Principles of Consolidation The consolidated financial statements include the accounts of the Company and all its majority-owned subsidiaries. All significant intercompany accounts and transactions have been eliminated in consolidation. References to the Company refer to SUPERVALU INC. and Subsidiaries.

Fiscal Year The Company’s fiscal year ends on the last Saturday in February. The Company’s first quarter consists of 16 weeks while the second, third and fourth quarters each consist of 12 weeks, except for the fourth quarter of fiscal 2009 which included 13 weeks. Because of differences in the accounting calendars of the Company and its wholly-owned subsidiary, New Albertsons, Inc., the February 26, 2011 and February 27, 2010 Consolidated Balance Sheets include the assets and liabilities related to New Albertsons, Inc. as of February 24, 2011 and February 25, 2010, respectively.

Use of Estimates The preparation of the Company’s consolidated financial statements in conformity with accounting principles generally accepted in the United States of America (“accounting standards”) requires management to make estimates and assumptions that affect the reported amounts of assets and liabilities and disclosure of contingent assets and liabilities as of the date of the financial statements and the reported amounts of revenues and expenses during the reporting period.

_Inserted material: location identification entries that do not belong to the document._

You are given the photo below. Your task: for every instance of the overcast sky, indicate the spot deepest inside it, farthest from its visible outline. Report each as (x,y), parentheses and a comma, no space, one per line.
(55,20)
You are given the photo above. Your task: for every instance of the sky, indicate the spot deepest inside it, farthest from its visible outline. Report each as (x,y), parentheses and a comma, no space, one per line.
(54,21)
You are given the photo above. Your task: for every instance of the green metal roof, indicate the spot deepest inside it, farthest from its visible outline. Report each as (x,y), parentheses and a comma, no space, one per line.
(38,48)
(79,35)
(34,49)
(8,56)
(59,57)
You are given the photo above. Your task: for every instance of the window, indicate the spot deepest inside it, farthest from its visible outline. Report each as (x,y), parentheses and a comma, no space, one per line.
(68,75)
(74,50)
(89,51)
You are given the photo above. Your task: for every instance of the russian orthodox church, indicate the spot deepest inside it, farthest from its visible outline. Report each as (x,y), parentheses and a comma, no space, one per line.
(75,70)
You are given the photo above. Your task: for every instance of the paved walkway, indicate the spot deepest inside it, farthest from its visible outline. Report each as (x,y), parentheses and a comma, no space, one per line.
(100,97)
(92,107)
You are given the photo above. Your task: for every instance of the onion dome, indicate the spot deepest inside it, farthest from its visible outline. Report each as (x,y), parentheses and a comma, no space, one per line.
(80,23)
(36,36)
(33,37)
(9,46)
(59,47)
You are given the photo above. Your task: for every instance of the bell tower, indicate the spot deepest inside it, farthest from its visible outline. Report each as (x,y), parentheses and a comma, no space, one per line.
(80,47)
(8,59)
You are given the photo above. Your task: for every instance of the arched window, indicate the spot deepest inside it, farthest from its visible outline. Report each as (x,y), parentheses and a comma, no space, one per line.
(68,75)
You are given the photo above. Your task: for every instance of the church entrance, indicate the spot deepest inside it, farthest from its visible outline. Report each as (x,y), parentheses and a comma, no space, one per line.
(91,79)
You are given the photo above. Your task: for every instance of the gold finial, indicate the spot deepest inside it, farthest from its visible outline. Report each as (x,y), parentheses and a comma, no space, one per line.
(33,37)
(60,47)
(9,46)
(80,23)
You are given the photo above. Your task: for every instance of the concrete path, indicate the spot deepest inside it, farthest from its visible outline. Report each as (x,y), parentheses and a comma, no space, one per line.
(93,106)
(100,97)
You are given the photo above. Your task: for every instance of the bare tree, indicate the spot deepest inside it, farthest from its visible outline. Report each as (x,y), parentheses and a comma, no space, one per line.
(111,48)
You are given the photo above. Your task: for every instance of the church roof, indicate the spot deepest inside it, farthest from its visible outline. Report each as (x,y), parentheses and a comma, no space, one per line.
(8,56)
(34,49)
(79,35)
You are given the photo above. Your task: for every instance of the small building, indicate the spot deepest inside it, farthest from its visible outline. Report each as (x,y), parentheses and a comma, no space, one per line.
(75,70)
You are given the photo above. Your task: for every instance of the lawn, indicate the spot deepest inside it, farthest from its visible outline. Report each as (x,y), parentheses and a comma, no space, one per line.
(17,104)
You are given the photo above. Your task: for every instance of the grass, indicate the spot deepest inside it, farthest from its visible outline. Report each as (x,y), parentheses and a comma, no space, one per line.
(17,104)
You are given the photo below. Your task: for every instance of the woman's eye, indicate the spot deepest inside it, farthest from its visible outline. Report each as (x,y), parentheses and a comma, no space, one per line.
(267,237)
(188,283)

Actual results could differ from those estimates.

Revenue Recognition Revenues from product sales are recognized at the point of sale for the Retail food segment and upon delivery for the Supply chain services segment. Typically, invoicing, shipping, delivery and customer receipt of Supply chain services product occur on the same business day. Revenues from services rendered are recognized immediately after such services have been provided. Discounts and allowances provided to customers by the Company at the time of sale, including those provided in connection with loyalty cards, are recognized as a reduction in Net sales as the products are sold to customers. Sales tax is excluded from Net sales. Revenues and costs from third-party logistics operations are recorded gross when the Company is the primary obligor in a transaction, is subject to inventory or credit risk, has latitude in establishing price and selecting suppliers, or has several, but not all of these indicators. If the Company is not the primary obligor and amounts earned have little or no credit risk, revenue is recorded net as management fees earned.

Cost of Sales Cost of sales includes cost of inventory sold during the period, including purchasing and distribution costs and shipping and handling fees.